Довольно подробные сведения о Мухали приводит Рашид ад-дин, называя его Мукали-гойон. Так, Рашид ад-дин отмечает, что Мухали подавил восстание чжурчжэней в 1214-1215 гг. О назначении его наместником Северного Китая персидский историк пишет: «Когда Чингисхан освободился от войны с Хитаем, он назначил на охрану страны и восточной стороны Мукали-гайона с многочисленным войском» [7, 183]. Это событие датировано 1218 г. Мухали покорил еще 72 крепости и рапортовал об этом Чингисхану [7, 204]. В летописи «Алтан тобчи» сохранилась эпиграмма на Мухали го-вана [11, ч. 2, 53].

güi ner-e-dür-iyen buu künbörge
ong ner-e-dür-iyen buu omoγši
čingsang ner-e-dür-iyen buu čad
tayisi ner-e-dür buu tamalan.

Не отягчай имени своего, Гоа,
Не гордись именем своим, Онг,
Не величайся именем своим, Чингсанг,
Не выставляйся именем, Тайши.

В «Юаньши» приведены биографические сведения о Мухали и его потомстве при Юанях.

Третьим витязем в «Повести» назван Чуу Мэргэн чжурчитский. Под этим именем в фольклоре выступает Елюй Чу-цай, советник двух великих ханов — Чингиса и Угэдэя.
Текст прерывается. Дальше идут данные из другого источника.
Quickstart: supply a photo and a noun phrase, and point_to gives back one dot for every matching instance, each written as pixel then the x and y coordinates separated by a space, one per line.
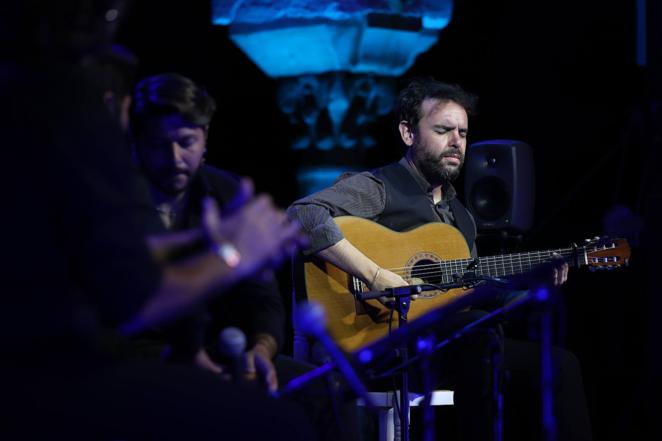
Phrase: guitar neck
pixel 508 264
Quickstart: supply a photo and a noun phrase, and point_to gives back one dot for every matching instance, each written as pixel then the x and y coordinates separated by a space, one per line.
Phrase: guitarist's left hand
pixel 560 272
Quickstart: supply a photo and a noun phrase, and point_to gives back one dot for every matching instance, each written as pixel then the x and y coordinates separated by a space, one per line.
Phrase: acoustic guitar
pixel 434 253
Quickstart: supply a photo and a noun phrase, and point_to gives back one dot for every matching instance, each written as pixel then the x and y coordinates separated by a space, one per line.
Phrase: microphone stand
pixel 401 303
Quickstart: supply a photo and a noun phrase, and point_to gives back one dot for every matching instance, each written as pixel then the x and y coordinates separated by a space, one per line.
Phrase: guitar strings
pixel 490 263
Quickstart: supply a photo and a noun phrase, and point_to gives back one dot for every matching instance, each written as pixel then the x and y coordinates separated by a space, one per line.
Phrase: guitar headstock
pixel 603 253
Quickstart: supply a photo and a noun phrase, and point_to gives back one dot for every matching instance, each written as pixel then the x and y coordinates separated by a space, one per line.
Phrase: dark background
pixel 560 76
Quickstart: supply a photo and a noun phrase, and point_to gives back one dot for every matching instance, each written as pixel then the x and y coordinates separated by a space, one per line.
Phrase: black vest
pixel 408 207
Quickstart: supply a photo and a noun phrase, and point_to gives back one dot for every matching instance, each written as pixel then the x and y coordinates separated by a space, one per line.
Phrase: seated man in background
pixel 83 270
pixel 169 121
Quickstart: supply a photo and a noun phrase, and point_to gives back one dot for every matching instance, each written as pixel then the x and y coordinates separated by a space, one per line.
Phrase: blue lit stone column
pixel 335 62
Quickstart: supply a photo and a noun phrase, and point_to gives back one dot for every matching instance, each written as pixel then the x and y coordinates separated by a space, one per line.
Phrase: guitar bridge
pixel 358 286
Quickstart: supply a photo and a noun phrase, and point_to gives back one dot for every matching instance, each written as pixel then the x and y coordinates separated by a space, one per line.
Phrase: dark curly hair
pixel 168 94
pixel 408 105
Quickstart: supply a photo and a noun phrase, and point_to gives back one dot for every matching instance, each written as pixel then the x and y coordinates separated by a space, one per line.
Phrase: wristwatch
pixel 227 253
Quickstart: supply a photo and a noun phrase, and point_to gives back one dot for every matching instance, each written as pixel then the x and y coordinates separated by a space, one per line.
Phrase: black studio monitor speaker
pixel 499 185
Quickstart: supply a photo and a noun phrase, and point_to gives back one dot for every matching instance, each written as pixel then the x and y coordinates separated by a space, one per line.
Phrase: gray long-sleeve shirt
pixel 356 194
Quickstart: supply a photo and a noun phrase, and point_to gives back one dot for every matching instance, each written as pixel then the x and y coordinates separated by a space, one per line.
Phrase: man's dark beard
pixel 436 174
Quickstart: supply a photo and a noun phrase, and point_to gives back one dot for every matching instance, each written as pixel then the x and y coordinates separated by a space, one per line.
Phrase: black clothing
pixel 407 207
pixel 398 197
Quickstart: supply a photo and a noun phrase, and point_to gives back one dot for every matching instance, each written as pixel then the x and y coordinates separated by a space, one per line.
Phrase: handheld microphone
pixel 232 344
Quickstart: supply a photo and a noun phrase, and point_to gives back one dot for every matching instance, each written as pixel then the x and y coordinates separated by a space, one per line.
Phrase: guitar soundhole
pixel 427 270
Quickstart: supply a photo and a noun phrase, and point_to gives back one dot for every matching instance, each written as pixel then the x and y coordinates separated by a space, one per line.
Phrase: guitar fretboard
pixel 502 265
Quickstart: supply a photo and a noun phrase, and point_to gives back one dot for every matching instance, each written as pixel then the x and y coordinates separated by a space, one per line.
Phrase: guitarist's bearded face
pixel 439 141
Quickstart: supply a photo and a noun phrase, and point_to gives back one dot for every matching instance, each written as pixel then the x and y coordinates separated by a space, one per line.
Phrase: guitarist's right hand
pixel 386 279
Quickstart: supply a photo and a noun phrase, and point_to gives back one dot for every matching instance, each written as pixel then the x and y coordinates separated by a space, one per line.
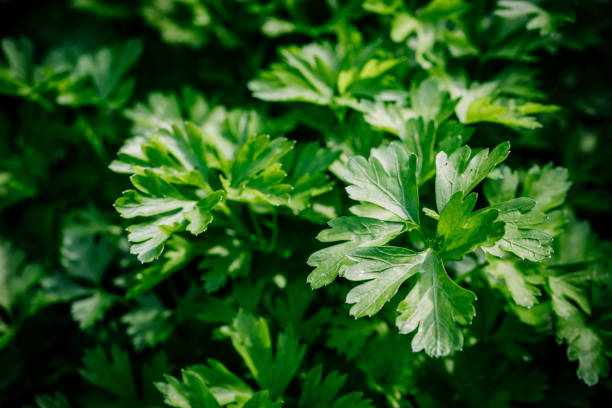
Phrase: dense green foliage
pixel 340 203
Елюй Чу-цай (1189-1244) был потомком киданьской императорской фамилии. Отождествление фольклорного Чуу Мэргэна с исторически известным государственным деятелем Елюй Чу-цаем впервые было отмечено Дамдинсурэном [10, 80-81].
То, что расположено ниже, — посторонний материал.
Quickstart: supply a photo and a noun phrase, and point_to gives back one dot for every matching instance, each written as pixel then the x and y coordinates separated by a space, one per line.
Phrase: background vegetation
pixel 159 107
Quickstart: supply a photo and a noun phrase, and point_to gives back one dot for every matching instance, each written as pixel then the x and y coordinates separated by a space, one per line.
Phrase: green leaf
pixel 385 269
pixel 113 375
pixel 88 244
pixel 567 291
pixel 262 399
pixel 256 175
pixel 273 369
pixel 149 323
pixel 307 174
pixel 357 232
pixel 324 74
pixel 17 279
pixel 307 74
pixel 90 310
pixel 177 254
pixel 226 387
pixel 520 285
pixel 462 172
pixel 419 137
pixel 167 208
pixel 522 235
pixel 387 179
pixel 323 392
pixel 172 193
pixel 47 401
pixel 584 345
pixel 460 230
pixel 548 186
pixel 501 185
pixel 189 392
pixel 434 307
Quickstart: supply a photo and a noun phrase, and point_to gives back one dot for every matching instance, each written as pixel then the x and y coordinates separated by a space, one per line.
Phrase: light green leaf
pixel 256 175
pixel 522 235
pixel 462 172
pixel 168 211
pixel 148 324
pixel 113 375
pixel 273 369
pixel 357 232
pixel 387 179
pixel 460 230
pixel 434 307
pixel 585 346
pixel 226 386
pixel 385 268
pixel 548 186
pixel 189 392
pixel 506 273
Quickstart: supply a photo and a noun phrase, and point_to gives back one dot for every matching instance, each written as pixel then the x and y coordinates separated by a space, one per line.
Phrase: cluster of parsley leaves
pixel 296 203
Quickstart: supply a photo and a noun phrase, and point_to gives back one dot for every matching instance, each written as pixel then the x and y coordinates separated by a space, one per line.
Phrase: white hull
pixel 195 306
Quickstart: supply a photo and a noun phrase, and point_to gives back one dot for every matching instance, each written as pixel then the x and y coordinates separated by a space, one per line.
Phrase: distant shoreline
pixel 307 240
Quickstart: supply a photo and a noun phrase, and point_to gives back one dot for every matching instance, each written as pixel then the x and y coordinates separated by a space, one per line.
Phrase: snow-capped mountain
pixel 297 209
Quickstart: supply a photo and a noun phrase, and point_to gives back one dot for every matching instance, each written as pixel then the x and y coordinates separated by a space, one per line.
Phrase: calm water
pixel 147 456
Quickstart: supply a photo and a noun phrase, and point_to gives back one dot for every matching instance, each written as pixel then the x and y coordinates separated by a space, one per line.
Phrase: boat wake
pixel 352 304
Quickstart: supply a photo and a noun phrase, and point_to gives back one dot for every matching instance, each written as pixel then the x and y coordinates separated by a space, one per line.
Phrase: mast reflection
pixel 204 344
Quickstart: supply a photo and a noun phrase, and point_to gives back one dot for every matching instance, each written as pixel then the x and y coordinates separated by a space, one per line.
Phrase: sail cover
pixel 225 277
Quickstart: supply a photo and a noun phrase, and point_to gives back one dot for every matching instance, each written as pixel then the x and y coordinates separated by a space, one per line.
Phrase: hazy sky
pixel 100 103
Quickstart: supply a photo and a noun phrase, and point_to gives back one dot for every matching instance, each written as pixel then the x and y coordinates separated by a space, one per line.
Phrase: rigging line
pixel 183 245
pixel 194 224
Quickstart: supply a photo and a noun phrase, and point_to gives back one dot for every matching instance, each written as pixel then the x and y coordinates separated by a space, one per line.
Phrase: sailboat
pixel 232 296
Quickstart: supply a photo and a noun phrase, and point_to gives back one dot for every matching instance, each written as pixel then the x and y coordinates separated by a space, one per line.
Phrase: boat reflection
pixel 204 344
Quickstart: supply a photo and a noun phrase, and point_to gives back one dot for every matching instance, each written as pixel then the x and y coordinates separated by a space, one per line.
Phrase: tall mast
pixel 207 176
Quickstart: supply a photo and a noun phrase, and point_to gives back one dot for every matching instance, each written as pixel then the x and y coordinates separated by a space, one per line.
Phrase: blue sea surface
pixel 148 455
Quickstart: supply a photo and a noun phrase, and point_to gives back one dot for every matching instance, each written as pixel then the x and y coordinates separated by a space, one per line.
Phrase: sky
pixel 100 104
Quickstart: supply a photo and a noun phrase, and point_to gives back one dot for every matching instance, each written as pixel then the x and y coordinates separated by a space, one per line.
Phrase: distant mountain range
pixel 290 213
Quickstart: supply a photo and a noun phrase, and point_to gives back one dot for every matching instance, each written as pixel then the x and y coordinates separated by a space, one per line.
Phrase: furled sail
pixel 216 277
В монгольских летописях можно найти подтверждения высказанному Дамдинсурэном мнению. Так, в летописи «Субуд эрихэ» (Жемчужные четки) сообщается, что орлуг Чуу-Мэргэн занимал положение советника при Угэдэй-хане [15, 611]. В летописи «Алтан тобчи» приведен рассказ о битве Чингисхана с тремястами тайчжиутами [11, 101]. В этом рассказе неоднократно упоминается Чуу Мэргэн, причем к нему относится выражение ǰay čilüge «судьба — свобода». Смысл этих слов становится понятным в свете монгольских легенд, по которым Чуу Мэргэн был сначала пленником монголов, затем получил свободу и стал близким советником Чингиса. Об Елюй Чу-цае ходило много разных легенд, и нет ничего удивительного, что имя его попало в фольклоре в число девяти öрлÿгов — витязей Чингисхана. Подробности биографии Елюй Чу-цая и его деятельности зафиксированы в надписи на его надгробном памятнике, сохранившейся на китайском языке. Исследование этой эпитафии было недавно опубликовано Н. Ц. Мункуевым [2].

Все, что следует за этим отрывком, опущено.